What should you actually do?

  • If you have 16GB RAM: use the keyword router with llama3.1:8b (general) and codellama:13b (code). Accept the 5-10 second model swap delay. It’s still faster than switching between ChatGPT and a code-specific tool.
  • If you have 32GB+ RAM: add the AI-powered router with llama3.2:3b as the classifier. Keep 2-3 models loaded with OLLAMA_NUM_PARALLEL=2. Model switching becomes instant.
  • If routing accuracy matters (client-facing system): run the benchmark script against your actual queries, not just the test set. Adjust keywords or the AI prompt until you hit 90%+ on queries your system will actually receive.
  • If you want tool calling: use the TOOL_CALL prefix pattern with few-shot examples. Llama 3.1 14B is the minimum for reliable tool calling. The 8B works for demos but isn’t dependable for unattended operation.

bottom_line

  • Multi-model routing is the difference between “local AI demo” and “local AI system.” CodeLlama for code, Qwen for structured data, Llama for everything else. Each specialist outperforms a generalist on its own turf.
  • The keyword router at 40 lines of Python covers 80-90% of routing decisions correctly. Wrong routes don’t crash anything. They just produce slightly less optimal responses.
  • The real constraint is RAM, not complexity. On 16GB, model swapping works fine with a few seconds of delay. On 32GB, you can keep multiple models hot and route instantly. Don’t over-engineer the router until you’ve outgrown the hardware.

Frequently Asked Questions

Can Ollama run multiple models at the same time?+

On 32GB+ RAM, yes.
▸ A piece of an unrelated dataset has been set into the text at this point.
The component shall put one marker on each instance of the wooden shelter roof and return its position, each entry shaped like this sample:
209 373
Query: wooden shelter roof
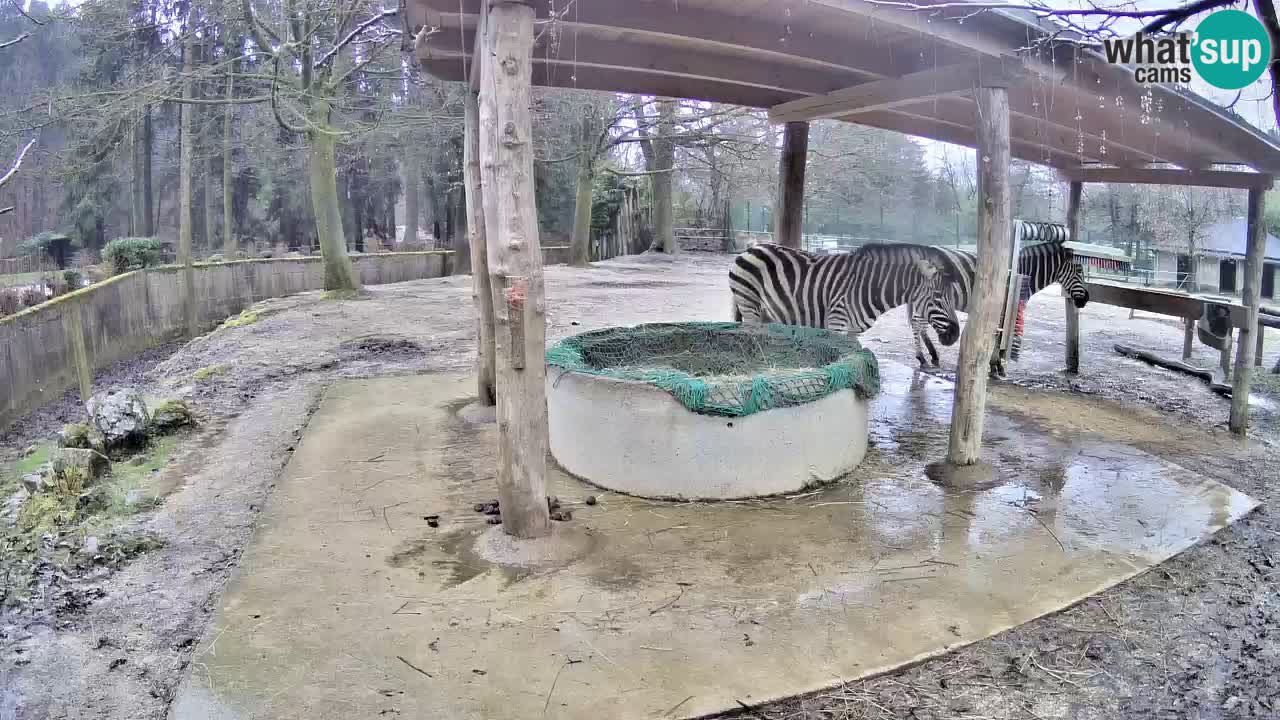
854 60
Set OLLAMA_NUM_PARALLEL=2 to keep two models loaded simultaneously. On 16GB, Ollama swaps models automatically with a 5-10 second delay between switches.

How accurate is keyword routing vs AI-powered routing?+

Keyword routing scores 80-90% on a 10-query benchmark. AI-powered routing using a 3B classifier model scores 90-95%. The 3B router adds about 0.5-1 second of latency per request.

What happens when the router picks the wrong model?+

Nothing breaks. A code question going to the general model produces a less detailed answer. A general question going to CodeLlama works fine. The worst case is the general model trying complex code, where quality drops noticeably.